• Card 1 of 30
Internasional

Kantor Berita Qatar Diretas oleh Entitas Tidak Dikenal

Arpan Rahman    •    24 Mei 2017 19:12

Ilustrasi Metrotvnews.com Ilustrasi Metrotvnews.com

medcom.id, Doha: Peretasan dialami oleh kantor berita Qatar. Tidak diketahui siapa pelakunya.
 
"Situs Kantor Berita Qatar telah diretas oleh entitas yang tidak diketahui," sebut Kantor Komunikasi Pemerintah tersebut dalam sebuah pernyataan.
 
Pihak Qatar mengatakan, Rabu 24 Mei 2017, kantor berita resmi negara itu diretas dan kemudian menerbitkan "pernyataan keliru" mengenai topik regional sensitif yang dikaitkan dengan Emir negara tersebut, Sheikh Tamim bin Hamad Al-Thani.
 
Di antara isu-isu menyimpang yang diduga menyinggung penguasa Qatar adalah konflik Palestina-Israel, hubungan strategis dengan Iran, dan komentar tentang Hamas.
 
Muncul juga dugaan komentar negatif soal hubungan Qatar dengan pemerintahan baru Presiden Amerika Serikat Donald Trump.
 
Doha mengatakan pernyataan itu sama sekali tidak benar. "Sebuah pernyataan salah yang dikaitkan dengan Yang Mulia telah dipublikasikan," kata sumber di Kantor Komunikasi Pemerintah Qatar, seperti dikutip NDTV dari AFP, Rabu 24 Mei 2017.
 
Ditambahkan bahwa penyelidikan akan diluncurkan mengenai pelanggaran keamanan.
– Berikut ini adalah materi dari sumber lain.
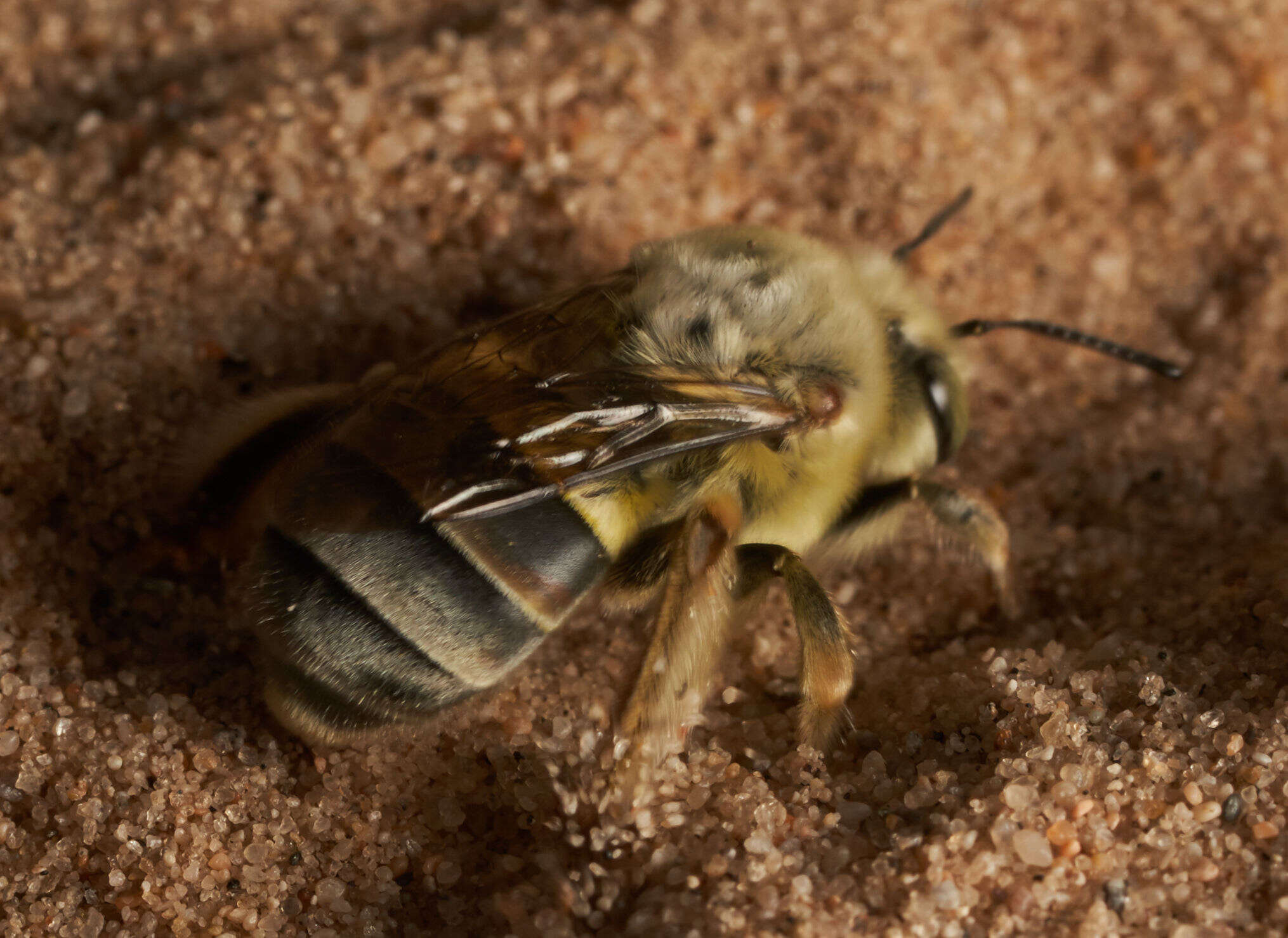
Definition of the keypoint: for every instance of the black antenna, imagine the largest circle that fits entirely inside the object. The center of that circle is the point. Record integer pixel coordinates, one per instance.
(1072, 335)
(934, 225)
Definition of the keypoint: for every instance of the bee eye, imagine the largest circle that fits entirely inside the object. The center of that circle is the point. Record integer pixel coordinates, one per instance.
(938, 392)
(939, 404)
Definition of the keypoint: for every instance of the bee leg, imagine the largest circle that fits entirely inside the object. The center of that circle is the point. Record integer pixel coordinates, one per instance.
(827, 663)
(971, 520)
(691, 630)
(960, 515)
(635, 576)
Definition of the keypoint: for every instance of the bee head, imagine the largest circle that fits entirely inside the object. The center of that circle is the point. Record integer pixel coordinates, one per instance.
(938, 383)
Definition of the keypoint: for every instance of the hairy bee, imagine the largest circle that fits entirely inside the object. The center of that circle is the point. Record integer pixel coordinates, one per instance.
(678, 433)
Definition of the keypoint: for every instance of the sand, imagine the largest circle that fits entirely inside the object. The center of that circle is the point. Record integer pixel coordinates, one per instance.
(200, 201)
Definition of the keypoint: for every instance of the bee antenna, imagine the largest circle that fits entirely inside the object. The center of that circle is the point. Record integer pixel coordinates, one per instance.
(1095, 343)
(934, 225)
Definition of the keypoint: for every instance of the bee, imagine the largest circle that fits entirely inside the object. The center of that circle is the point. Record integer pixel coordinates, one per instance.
(732, 407)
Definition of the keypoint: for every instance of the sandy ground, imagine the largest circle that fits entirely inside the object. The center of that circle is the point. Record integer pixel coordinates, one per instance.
(205, 200)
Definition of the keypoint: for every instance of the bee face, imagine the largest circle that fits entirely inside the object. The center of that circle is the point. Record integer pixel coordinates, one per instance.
(673, 436)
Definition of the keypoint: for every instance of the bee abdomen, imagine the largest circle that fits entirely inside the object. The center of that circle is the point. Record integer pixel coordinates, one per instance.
(370, 616)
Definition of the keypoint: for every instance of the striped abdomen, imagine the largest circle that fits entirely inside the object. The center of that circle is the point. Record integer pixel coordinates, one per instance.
(370, 616)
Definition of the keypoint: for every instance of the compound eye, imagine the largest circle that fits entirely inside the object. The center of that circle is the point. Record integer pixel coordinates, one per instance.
(938, 393)
(939, 404)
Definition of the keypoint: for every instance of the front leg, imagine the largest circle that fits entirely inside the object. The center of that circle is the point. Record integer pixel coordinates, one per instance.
(692, 623)
(827, 661)
(959, 515)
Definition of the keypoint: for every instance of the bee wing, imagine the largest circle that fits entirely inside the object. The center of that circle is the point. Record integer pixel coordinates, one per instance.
(574, 430)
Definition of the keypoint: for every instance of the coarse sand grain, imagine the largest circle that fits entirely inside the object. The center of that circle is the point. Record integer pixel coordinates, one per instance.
(200, 201)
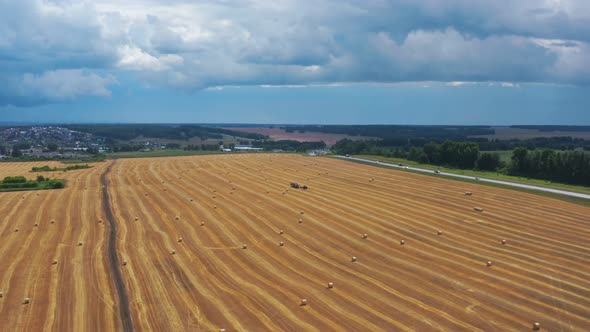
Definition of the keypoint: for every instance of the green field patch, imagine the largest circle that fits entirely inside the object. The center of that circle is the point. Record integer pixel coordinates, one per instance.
(60, 169)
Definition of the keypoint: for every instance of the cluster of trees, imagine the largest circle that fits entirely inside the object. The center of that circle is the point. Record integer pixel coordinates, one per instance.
(289, 145)
(20, 182)
(569, 167)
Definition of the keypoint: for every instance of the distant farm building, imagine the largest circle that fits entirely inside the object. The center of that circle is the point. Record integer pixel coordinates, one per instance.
(246, 148)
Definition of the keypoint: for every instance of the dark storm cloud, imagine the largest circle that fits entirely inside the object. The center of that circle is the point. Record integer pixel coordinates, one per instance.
(59, 50)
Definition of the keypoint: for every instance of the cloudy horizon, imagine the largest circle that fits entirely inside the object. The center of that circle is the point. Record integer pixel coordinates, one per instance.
(402, 61)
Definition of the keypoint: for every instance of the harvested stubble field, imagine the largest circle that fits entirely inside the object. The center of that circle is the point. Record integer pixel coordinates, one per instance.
(182, 224)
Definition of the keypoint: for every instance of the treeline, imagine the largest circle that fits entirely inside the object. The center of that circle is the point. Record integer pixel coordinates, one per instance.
(389, 136)
(556, 143)
(202, 147)
(464, 155)
(399, 132)
(179, 132)
(289, 145)
(11, 183)
(571, 167)
(46, 168)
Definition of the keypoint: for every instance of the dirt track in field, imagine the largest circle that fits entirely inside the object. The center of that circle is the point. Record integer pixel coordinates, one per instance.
(123, 303)
(181, 223)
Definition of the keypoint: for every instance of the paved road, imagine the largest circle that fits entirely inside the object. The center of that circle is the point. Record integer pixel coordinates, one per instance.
(512, 184)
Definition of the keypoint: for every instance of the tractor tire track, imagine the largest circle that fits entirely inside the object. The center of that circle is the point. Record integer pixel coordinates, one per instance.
(124, 310)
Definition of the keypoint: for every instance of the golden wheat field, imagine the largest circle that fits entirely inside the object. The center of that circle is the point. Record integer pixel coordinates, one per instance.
(223, 242)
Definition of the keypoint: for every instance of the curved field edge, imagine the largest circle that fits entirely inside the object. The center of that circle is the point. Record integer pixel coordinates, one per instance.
(182, 223)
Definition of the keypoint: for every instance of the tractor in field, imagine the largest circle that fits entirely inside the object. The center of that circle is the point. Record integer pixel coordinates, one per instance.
(296, 185)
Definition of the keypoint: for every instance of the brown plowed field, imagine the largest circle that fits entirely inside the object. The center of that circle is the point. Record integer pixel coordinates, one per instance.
(432, 282)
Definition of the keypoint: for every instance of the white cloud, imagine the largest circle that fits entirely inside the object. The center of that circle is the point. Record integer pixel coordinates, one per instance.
(193, 45)
(66, 84)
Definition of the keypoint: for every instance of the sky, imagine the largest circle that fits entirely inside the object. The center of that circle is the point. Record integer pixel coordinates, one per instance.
(466, 62)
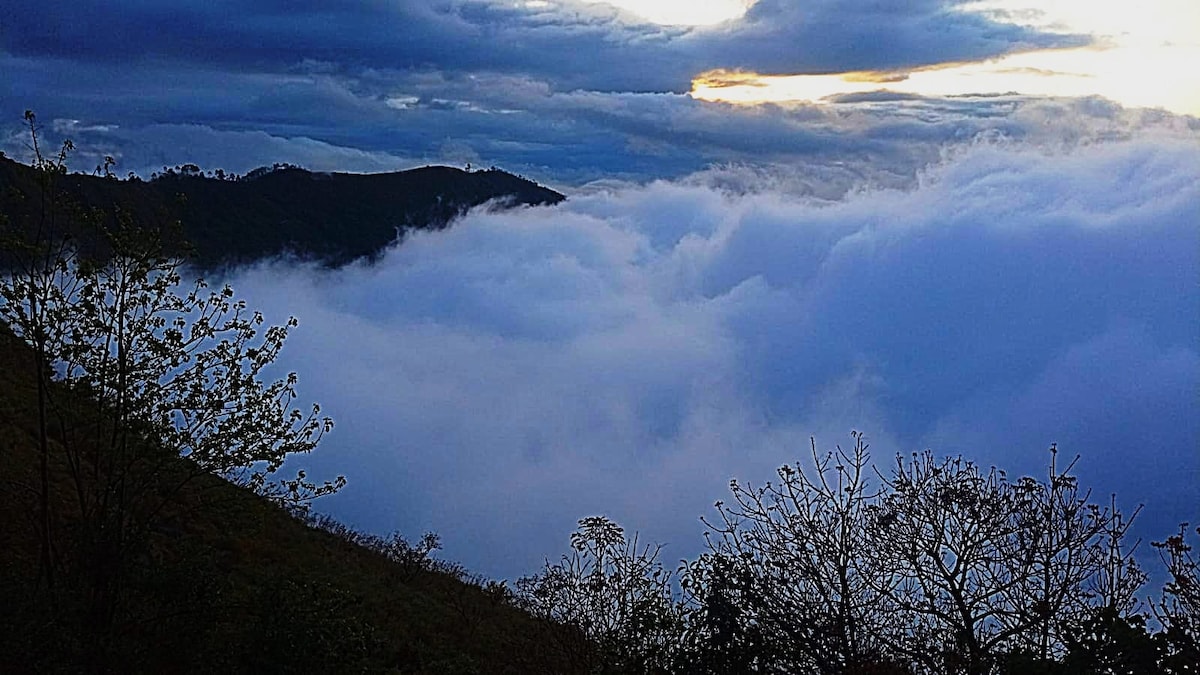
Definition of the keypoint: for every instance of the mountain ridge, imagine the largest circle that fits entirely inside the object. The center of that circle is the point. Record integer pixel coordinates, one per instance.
(329, 217)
Pada tahap ini tidak jelas siapa yang berada di balik peretasan.
 
Pernyataan palsu tersebut mengatakan bahwa Emir berbicara, pada Selasa 23 Mei, dua hari setelah pemimpin Qatar dan Trump bertemu di Arab Saudi sebagai bagian dari kunjungan Presiden AS baru-baru ini ke Timur Tengah.
 
Komentar yang diposting di QNA sebagai akibat dari retasan tersebut diambil dan dilaporkan oleh lembaga penyiaran di kawasan, termasuk beberapa dari Uni Emirat Arab.
 
Hal itu pun menimbulkan kegemparan media sosial di negara-negara Teluk, sebelum Doha tergopoh-gopoh pada dini hari Rabu membantahnya sebagai klaim palsu.
 
Kantor Komunikasi menambahkan bahwa "Pemerintah Qatar akan menahan semua orang" yang melakukan pelanggaran tersebut sebagai pertanggungjawaban.
 
Qatar menjadi kediaman bagi mantan pemimpin Hamas, Khaled Meshaal, yang awal bulan ini menggunakan basis Doha-nya, di mana dia tinggal di pengasingan selama beberapa tahun, untuk meluncurkan sebuah dokumen kebijakan baru.
 
Akhir pekan lalu, pihak Doha menyatakan telah menjadi korban kampanye fitnah yang mengarah pada dugaan "mendukung" terorisme.